Denosumab: Summary of the LUMC studies and The DeFiD trial – Dr. Natasha Appelman-Dijkstra at the 2023 FD/MAS Community Conference and ICFDMAS meeting

Dr. Natasha Appelman-Dijkstra discusses LUMC on Fibrous Dysplasia/McCune-Albright Syndrome (FD/MS), focusing on denosumab and burosumab. Differences between the care at LUMC and NIH are highlighted, emphasizing a mix of monostotic and polyostotic cases at LUMC.

Denosumab study: Positive effects observed, including decreased lesion size on sodium fluoride PET scans.

Burosumab study: Investigating hypophosphatemia treatment in FD patients.
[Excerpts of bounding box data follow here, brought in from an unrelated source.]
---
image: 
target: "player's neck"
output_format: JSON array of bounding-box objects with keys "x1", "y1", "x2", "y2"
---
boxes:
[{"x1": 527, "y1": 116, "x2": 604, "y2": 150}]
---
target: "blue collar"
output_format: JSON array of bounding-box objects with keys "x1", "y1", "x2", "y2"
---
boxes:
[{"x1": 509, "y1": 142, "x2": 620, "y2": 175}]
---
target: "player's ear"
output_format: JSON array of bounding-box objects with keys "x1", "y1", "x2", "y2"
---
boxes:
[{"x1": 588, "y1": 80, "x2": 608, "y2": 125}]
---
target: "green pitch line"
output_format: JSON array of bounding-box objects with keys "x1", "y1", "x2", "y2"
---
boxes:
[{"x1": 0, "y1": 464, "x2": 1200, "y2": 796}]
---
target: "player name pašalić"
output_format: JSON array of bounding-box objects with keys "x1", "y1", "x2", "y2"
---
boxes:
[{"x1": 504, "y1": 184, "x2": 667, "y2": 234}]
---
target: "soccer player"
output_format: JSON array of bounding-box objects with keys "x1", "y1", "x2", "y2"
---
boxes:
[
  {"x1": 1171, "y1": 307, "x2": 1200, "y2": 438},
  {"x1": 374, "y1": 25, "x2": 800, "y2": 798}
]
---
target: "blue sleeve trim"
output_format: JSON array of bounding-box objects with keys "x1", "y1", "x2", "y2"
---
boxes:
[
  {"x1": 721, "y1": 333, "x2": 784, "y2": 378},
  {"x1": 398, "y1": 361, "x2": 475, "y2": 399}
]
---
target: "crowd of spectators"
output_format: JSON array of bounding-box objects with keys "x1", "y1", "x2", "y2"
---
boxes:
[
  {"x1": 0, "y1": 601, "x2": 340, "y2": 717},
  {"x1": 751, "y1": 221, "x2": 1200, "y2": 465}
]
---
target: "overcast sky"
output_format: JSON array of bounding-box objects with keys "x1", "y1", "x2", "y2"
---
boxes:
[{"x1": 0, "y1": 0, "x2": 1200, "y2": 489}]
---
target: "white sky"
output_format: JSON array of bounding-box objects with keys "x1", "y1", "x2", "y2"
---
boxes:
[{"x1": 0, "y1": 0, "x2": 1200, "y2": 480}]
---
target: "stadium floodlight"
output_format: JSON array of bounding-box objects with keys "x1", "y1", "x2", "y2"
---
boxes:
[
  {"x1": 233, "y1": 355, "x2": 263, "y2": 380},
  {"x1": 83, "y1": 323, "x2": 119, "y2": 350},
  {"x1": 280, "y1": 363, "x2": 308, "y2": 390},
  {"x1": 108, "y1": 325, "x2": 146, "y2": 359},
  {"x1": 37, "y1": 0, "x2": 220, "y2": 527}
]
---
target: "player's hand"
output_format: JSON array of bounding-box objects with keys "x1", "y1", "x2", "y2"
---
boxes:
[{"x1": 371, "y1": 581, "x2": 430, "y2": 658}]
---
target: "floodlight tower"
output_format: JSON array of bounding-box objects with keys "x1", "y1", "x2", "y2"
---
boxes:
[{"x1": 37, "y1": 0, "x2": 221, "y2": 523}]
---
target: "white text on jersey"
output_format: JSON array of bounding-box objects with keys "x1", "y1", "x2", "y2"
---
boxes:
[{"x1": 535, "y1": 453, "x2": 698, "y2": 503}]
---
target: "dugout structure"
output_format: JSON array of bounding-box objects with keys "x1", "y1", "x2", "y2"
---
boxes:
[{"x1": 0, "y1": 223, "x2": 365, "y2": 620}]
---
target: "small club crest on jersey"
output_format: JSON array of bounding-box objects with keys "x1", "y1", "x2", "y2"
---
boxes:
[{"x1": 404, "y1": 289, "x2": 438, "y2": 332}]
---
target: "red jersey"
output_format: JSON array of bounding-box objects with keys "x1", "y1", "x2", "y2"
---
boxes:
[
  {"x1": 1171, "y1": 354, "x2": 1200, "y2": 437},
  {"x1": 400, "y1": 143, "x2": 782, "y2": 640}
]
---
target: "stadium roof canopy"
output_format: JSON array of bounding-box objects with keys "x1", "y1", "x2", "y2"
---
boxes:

Safety endpoints include monitoring FD lesion activity and bone biopsies.

Patient testimonial: Positive effects of denosumab shared, emphasizing individualized treatment approaches.

Insurance coverage concerns: Addressing challenges related to expensive medications and advocating for high-normal phosphorus levels as a therapeutic goal.

Dr. Appelman-Dijkstra also emphasized the need to move beyond presenting case reports in the literature and focus on larger studies involving more patients.

The FD/MAS Alliance Community Conference combined patient-centered science and real-world strategies for patients and families living with fibrous dysplasia, McCune-Albright syndrome (FD/MAS).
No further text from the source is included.